It's about 6:00 on a Sunday night, which is when I usually start settling down to recap my week. I'm usually scrolling down Facebook and Twitter, making sure I don't miss anything, and I'm uploading the photos I took over the course of the week. But not tonight.
I'm going to be honest. I did nothing this week. Well, that's not entirely true. I went to class. I worked. I saw Justin (the high point of the week, without question). But none of it felt supremely special of recapping. Even my anniversary dinner was lackluster. (Although, that has since been attributed to the fact that our special restaurant changed chefs and was not indicative of the moods/feelings of the happy anniversary couple.)

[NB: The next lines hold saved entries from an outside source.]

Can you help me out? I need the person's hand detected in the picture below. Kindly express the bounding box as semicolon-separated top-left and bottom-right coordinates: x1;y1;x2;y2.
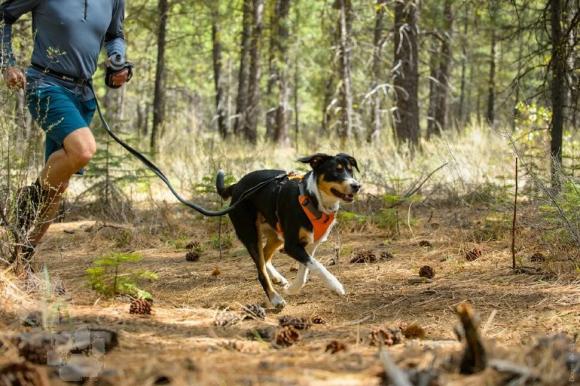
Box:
2;67;26;90
110;68;129;87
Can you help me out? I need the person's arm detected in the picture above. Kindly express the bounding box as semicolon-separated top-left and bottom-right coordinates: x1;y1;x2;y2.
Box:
105;0;126;61
1;0;39;88
104;0;128;87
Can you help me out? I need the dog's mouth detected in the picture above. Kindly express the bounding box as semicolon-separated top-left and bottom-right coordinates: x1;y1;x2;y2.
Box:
331;188;354;203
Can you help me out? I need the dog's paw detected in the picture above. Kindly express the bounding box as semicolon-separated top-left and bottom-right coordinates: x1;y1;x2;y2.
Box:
270;293;286;309
272;276;289;288
331;282;346;296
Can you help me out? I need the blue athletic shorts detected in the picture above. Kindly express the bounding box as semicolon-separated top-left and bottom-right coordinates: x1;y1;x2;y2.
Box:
26;82;96;167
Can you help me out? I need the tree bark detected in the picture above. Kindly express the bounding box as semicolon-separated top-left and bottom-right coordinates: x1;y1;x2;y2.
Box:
368;0;387;142
243;0;264;143
550;0;566;189
428;0;453;138
427;38;440;137
336;0;354;145
486;7;496;126
211;2;228;139
393;0;420;146
266;0;291;143
458;6;469;126
233;0;253;136
151;0;169;155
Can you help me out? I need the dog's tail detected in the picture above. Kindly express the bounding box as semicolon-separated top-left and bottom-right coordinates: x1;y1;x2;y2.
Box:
216;170;235;199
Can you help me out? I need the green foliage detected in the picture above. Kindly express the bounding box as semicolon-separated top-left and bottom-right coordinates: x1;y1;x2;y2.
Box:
86;252;158;300
463;183;512;205
195;173;237;195
472;213;511;242
540;181;580;244
210;232;234;250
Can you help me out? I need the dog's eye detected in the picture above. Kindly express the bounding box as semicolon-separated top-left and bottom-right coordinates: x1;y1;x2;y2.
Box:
336;165;344;171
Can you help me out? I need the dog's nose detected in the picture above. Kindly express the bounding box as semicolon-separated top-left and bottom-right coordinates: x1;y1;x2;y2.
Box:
351;182;361;193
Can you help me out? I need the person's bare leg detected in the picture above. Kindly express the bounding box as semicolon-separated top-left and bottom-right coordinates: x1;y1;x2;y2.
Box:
28;128;96;246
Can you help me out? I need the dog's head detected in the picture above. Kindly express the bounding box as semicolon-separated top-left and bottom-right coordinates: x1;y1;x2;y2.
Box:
298;153;361;203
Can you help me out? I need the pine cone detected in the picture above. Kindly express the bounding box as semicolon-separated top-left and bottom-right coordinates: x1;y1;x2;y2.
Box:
380;251;394;260
242;304;266;320
185;241;201;251
529;252;546;262
465;248;482;261
401;323;426;339
129;299;152;315
279;316;311;330
350;250;377;264
0;362;49;386
185;250;200;262
325;340;347;354
275;326;300;347
369;327;404;346
311;316;327;325
419;265;435;279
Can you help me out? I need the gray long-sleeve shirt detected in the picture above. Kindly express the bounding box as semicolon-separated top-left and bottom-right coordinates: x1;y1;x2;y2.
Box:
1;0;125;99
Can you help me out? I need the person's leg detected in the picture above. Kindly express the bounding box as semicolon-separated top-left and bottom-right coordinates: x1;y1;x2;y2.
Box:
20;83;97;265
28;127;96;246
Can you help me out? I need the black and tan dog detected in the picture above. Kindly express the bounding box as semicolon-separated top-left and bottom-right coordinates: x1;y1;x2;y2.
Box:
216;153;361;308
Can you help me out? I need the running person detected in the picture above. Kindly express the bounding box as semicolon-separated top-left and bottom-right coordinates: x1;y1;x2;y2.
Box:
0;0;130;265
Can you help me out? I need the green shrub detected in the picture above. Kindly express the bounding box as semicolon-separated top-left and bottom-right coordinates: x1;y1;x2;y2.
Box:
540;181;580;244
86;252;158;300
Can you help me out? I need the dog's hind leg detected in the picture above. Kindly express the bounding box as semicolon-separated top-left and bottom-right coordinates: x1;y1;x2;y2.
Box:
230;209;286;308
263;234;287;287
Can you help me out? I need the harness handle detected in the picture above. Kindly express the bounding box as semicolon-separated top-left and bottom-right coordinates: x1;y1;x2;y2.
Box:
90;84;286;217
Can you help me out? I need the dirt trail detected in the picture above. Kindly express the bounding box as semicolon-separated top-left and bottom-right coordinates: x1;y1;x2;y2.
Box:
2;206;579;385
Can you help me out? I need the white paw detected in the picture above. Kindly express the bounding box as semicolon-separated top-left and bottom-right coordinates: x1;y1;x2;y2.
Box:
270;293;286;309
331;281;346;296
272;276;289;288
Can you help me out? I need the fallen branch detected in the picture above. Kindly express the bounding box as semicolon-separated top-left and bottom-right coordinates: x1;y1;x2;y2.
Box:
379;347;413;386
386;162;448;208
456;303;487;374
489;359;537;380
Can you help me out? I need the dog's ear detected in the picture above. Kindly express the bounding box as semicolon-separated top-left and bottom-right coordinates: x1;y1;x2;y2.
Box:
337;153;359;172
297;153;333;170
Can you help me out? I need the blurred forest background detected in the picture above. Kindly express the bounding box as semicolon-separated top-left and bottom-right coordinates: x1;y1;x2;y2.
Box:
0;0;578;223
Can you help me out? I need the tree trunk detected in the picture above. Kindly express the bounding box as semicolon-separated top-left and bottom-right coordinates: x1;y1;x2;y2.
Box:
393;0;420;146
336;0;354;145
211;2;228;139
429;0;453;137
233;0;253;136
427;38;440;137
243;0;264;143
266;0;291;143
293;0;300;146
550;0;566;189
458;6;469;126
368;0;387;142
151;0;169;155
486;19;496;126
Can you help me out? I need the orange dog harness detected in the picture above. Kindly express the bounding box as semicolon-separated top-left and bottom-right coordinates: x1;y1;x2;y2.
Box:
276;175;335;242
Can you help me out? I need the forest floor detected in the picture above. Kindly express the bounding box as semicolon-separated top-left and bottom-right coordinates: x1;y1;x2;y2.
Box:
1;201;579;386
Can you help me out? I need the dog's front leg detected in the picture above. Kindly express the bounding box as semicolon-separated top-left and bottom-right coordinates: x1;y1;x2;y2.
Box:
284;243;345;296
286;264;309;295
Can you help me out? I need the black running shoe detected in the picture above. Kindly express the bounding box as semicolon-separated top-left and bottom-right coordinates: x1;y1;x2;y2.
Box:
15;180;43;234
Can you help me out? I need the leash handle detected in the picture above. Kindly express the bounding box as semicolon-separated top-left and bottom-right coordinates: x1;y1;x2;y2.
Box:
90;84;284;217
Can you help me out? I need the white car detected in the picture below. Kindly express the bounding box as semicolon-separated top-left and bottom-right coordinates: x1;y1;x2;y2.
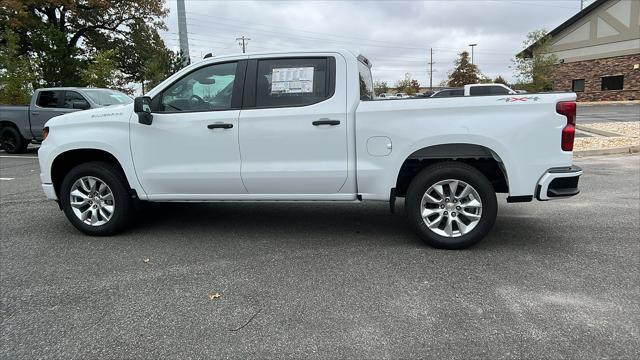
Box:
38;50;581;249
431;84;516;98
463;83;517;96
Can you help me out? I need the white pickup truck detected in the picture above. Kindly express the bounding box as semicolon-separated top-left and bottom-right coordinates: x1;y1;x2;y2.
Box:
38;50;582;249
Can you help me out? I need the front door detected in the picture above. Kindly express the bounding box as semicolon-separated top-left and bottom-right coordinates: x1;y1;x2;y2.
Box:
238;56;348;194
130;60;247;198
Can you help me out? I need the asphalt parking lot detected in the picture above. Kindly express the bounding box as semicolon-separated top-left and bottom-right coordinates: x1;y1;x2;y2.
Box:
1;151;639;359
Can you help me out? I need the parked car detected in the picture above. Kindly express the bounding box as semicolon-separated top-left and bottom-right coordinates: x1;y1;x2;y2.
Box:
377;93;394;99
431;88;464;97
431;84;516;98
395;92;410;99
464;83;517;96
38;50;581;249
0;87;133;153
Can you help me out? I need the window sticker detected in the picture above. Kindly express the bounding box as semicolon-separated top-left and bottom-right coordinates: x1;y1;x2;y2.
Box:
271;67;314;94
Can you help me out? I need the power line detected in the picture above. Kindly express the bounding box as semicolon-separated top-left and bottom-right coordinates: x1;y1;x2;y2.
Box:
182;14;516;55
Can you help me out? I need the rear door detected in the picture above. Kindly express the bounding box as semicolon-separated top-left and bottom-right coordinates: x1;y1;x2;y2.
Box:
31;90;66;134
238;55;348;194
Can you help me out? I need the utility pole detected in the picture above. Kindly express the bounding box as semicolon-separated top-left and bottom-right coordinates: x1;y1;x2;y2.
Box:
428;48;435;91
468;43;477;65
236;36;251;53
176;0;190;63
580;0;584;10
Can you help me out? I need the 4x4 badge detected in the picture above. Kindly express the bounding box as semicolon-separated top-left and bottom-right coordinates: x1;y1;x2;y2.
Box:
497;96;541;102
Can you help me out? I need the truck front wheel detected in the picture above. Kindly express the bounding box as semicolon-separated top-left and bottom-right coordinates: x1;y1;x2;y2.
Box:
59;161;133;236
0;127;27;154
405;162;497;249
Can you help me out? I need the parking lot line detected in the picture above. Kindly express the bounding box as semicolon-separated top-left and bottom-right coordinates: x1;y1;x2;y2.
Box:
0;178;15;181
0;156;39;159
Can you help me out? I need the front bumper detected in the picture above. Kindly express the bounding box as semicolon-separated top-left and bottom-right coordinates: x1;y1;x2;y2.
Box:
42;183;58;201
536;165;582;201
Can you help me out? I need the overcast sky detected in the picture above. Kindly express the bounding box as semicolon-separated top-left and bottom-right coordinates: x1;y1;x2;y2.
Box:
159;0;596;87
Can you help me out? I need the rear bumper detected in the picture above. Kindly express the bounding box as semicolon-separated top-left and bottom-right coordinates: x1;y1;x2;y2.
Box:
536;165;582;201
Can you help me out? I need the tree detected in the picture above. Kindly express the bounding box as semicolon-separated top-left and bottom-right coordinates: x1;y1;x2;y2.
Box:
110;18;172;90
477;74;493;84
494;75;508;85
169;49;190;75
0;29;35;105
395;73;418;95
81;50;117;88
410;79;420;93
2;0;168;87
374;80;389;96
143;57;169;91
447;51;479;87
513;29;558;92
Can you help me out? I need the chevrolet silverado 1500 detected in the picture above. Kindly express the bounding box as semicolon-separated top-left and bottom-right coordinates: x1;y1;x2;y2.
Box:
37;50;582;249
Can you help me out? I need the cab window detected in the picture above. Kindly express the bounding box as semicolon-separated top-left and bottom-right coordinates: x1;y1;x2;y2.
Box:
159;62;238;112
358;61;374;101
36;91;61;108
255;58;331;108
63;91;90;109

I'm just going to stop beating around the bush and 'fess up to you guys. I'm bummed out. I am Seasonal-Affective-Disorder-stay-in-my-jammies-and-devour-all-the-ice-cream-in-the-free-world-depressed. It's like this every winter. The short days and the grey Chicago skies throw me into a serious rut. A rut that prevents me from completing tasks (like blog posts). A rut that makes enjoying the simple things almost impossible. A rut that makes the walk from my front door to my car at the end of the driveway seem like an overnight trek across Planet Hoth. I am literally forcing myself to go through the motions of every day, because I know that laying in bed all day is in no way going to help my situation. I think I've gotten to a point where ignoring it just won't work anymore. I'm 24 years old. I need to be more proactive about the my winter moods. This winter has sucked. I have cried too much and wasted too much time in my pajamas doing nothing but feeling like a crabby bitch.
This is not a cry for help. I am not "at risk." I'm not looking for sympathy or concern. I'm just a typical woman with the Wintertime Blues, trying to push her way through her rut (as well as trying to explain why it might seem like I'm not really doing anything on this site).
So bear with me, friends, as we all chug along through what seems to be a particularly lame winter. (Chicago has a Blizzard Watch to look forward to this week. Hear that silence? Yeah, that's the sound of people not celebrating.) I can't promise that this is the moment where I turn it all around, where sharing my personal blues transforms me into a shiny happy blogging machine. That would be way too easy (and boring). What I can say is that I'm really trying to help myself.
And I want you guys to all try to help yourselves, as well. I know I'm not the only one who feels more than a little sluggish during the winter months. What do you do to abate the doom and the gloom?
P.S. There is no photo of the week. Weetzie Dog was gone all week while we watched my sister's dog, so I was too bummed out to take any photos of anything while my model was away.
P.P.S. I feel a little lame for lumping time spent with Justin into a week of crap. My time with Justin really was special and worthy of recapping and remembering. Dinner at our special place was great, even if the food was not satisfying. We had our fancy drinks, each other, a strangers to judge. We also now have Gilmore Girls, which promises to be a great journey.
P.P.P.S Hey, look at that! I finished a post. :-)
The sun will shine again, I promise.